When they got back to The Knowle, Edward came out to meet them, and immediately asked Johnny to stay to lunch, and as Dorothy could never refuse any request of Edward’s it was all settled very simply.

“I asked Camilla to come to the cinema with us,” Johnny told Edward.

“And is she coming?” Edward asked eagerly.

“No, she’s going out with Anthony Brierleigh.”

Edward frowned. “I don’t understand this,” he said, turning to Patricia. “I thought you said you were going out with him?”
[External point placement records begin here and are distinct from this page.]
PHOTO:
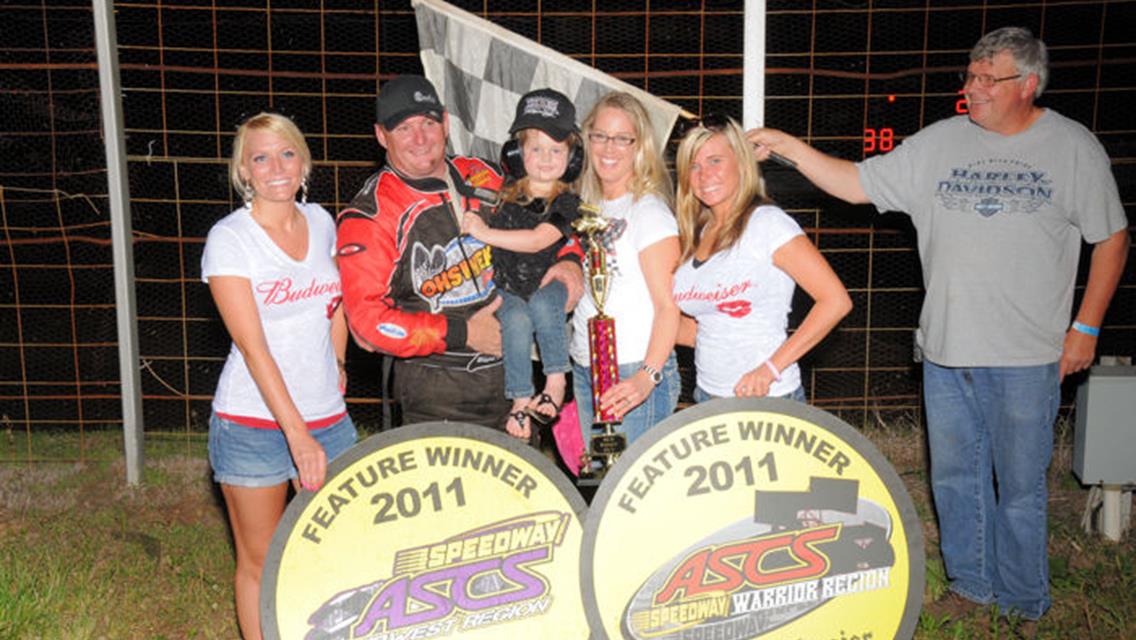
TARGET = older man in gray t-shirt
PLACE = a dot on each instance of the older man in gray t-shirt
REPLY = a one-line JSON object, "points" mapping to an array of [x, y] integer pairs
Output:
{"points": [[1001, 200]]}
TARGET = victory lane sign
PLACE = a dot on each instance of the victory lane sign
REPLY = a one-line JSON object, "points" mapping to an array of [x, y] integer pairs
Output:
{"points": [[752, 518], [429, 531]]}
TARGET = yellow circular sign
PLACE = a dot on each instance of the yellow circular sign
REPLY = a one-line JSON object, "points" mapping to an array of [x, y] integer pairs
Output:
{"points": [[752, 518], [429, 531]]}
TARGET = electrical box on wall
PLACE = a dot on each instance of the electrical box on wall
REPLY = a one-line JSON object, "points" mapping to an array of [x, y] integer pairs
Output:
{"points": [[1104, 443]]}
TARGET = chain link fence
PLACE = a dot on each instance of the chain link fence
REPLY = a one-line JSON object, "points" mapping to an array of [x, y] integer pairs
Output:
{"points": [[851, 77]]}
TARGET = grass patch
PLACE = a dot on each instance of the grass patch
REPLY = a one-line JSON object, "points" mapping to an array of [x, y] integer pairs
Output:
{"points": [[84, 556]]}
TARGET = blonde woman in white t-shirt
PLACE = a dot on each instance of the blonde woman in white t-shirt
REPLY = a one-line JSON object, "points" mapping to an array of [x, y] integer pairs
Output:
{"points": [[626, 177], [742, 257], [278, 410]]}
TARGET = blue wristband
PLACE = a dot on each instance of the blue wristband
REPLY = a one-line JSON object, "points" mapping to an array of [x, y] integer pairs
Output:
{"points": [[1094, 331]]}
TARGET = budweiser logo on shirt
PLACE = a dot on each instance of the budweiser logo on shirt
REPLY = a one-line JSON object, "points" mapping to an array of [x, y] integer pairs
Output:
{"points": [[284, 291]]}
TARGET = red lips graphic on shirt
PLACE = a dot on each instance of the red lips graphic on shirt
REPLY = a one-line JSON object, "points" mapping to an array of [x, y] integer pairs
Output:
{"points": [[735, 308]]}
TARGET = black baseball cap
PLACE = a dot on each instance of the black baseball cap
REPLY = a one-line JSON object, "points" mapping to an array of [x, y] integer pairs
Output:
{"points": [[407, 96], [548, 110]]}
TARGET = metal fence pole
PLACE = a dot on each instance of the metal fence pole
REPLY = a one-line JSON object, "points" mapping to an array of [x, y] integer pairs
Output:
{"points": [[120, 234]]}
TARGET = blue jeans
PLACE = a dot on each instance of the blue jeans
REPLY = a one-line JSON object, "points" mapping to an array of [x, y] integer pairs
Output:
{"points": [[544, 315], [798, 395], [659, 405], [991, 438]]}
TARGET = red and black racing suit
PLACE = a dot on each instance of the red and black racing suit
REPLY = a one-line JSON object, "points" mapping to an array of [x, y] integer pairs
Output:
{"points": [[411, 280]]}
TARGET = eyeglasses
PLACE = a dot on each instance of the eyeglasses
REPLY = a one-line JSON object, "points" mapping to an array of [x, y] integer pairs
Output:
{"points": [[712, 122], [618, 140], [985, 81]]}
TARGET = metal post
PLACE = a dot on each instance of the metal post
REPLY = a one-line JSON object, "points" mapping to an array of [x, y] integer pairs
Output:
{"points": [[753, 69], [120, 234]]}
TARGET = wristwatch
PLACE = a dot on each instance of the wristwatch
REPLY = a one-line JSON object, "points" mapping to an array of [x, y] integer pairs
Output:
{"points": [[653, 373]]}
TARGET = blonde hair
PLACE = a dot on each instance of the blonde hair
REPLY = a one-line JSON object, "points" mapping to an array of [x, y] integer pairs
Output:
{"points": [[692, 215], [649, 173], [272, 123], [517, 191]]}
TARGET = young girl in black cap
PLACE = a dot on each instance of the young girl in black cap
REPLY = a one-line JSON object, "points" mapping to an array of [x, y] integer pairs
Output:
{"points": [[528, 229]]}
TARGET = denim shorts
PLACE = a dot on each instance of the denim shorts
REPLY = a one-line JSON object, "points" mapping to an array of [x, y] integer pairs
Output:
{"points": [[245, 456]]}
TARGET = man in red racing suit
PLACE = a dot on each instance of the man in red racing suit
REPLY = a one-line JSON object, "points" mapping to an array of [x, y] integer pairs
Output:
{"points": [[414, 287]]}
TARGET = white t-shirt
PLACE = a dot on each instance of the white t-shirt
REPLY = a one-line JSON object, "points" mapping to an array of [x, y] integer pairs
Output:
{"points": [[646, 221], [742, 302], [294, 300]]}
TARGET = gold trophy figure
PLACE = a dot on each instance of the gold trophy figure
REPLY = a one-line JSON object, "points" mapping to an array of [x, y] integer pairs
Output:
{"points": [[601, 334]]}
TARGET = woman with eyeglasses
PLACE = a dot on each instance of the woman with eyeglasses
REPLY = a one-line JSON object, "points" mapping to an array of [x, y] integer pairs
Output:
{"points": [[626, 177], [742, 258]]}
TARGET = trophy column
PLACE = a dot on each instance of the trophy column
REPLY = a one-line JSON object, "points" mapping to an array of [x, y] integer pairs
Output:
{"points": [[606, 446]]}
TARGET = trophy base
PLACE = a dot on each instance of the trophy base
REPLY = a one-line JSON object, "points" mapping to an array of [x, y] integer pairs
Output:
{"points": [[604, 449]]}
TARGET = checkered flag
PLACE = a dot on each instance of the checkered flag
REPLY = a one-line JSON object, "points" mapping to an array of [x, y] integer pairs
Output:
{"points": [[481, 72]]}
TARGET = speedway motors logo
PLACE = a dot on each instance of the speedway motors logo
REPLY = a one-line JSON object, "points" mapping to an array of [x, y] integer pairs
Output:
{"points": [[752, 518], [429, 531]]}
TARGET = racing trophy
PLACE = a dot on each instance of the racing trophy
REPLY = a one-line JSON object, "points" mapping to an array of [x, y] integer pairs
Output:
{"points": [[601, 335]]}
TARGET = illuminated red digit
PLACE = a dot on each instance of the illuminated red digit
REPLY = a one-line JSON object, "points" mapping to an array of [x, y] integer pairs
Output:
{"points": [[886, 139], [869, 140]]}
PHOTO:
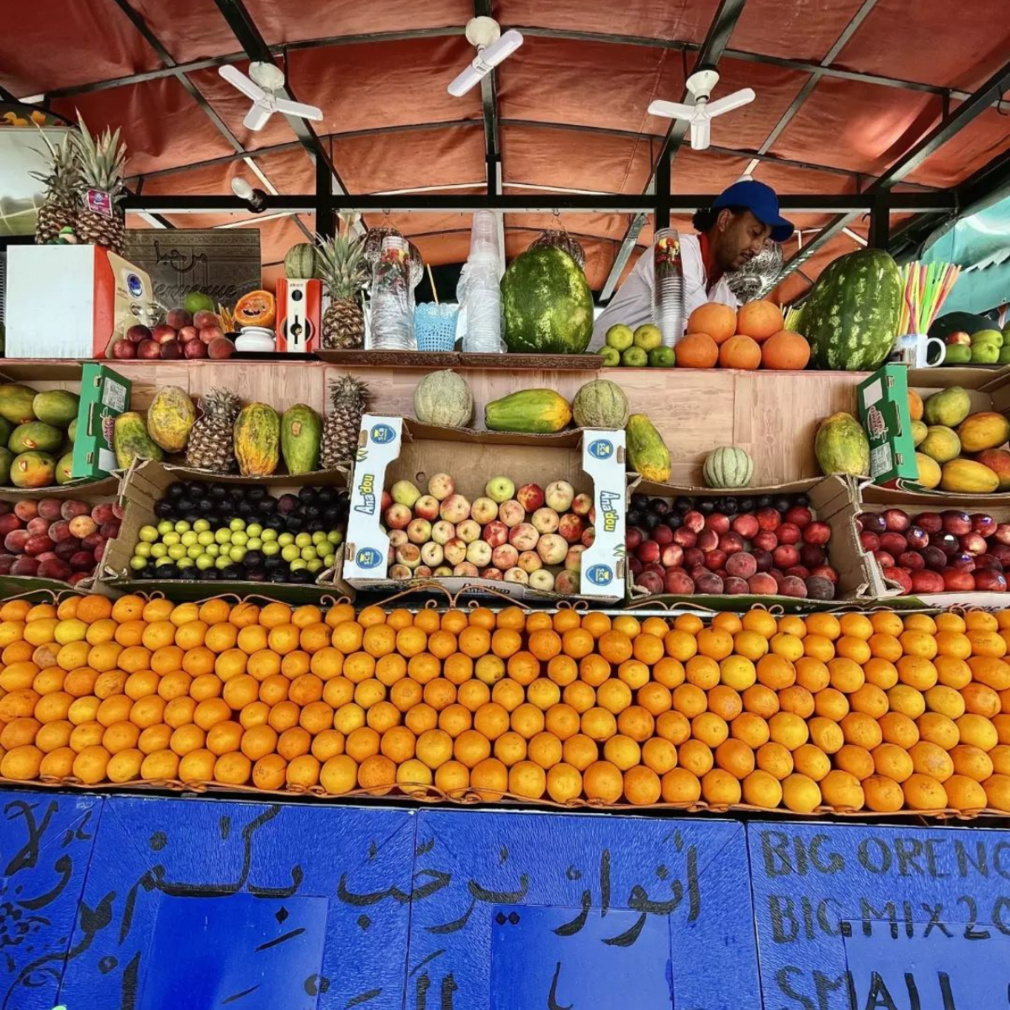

“That’s funny,” Johnny put in, “because this morning he told Camilla that he was busy all the afternoon, and then she told us when we got to the hospital that he had said he was free after all.”

“What is all this mystery?” Edward asked Patricia. Patricia took a deep breath. It seemed that someone had to be sacrificed, so she decided that it had better be herself. It was a great temptation to tell them that Anthony had asked her to go out with him before asking Camilla, and had then only fallen back on Camilla because she herself had refused his invitation, but she resisted the temptation because she knew that it would be a cheap triumph. She said: “It is really very simple if you must have it I’m afraid I made a stupid muddle. Anthony Brierleigh asked me last night if I would go for a walk with him this afternoon, but apparently he forgot all about it.”

“So that’s why you put me off,” Johnny exclaimed. “Because you thought you would prefer to go out with him?”

In making her false explanation, Patricia had quite overlooked this wounding aspect of it. She had saved Camilla’s face at the expense of herself and Johnny. She quickly tried her best to put things right again.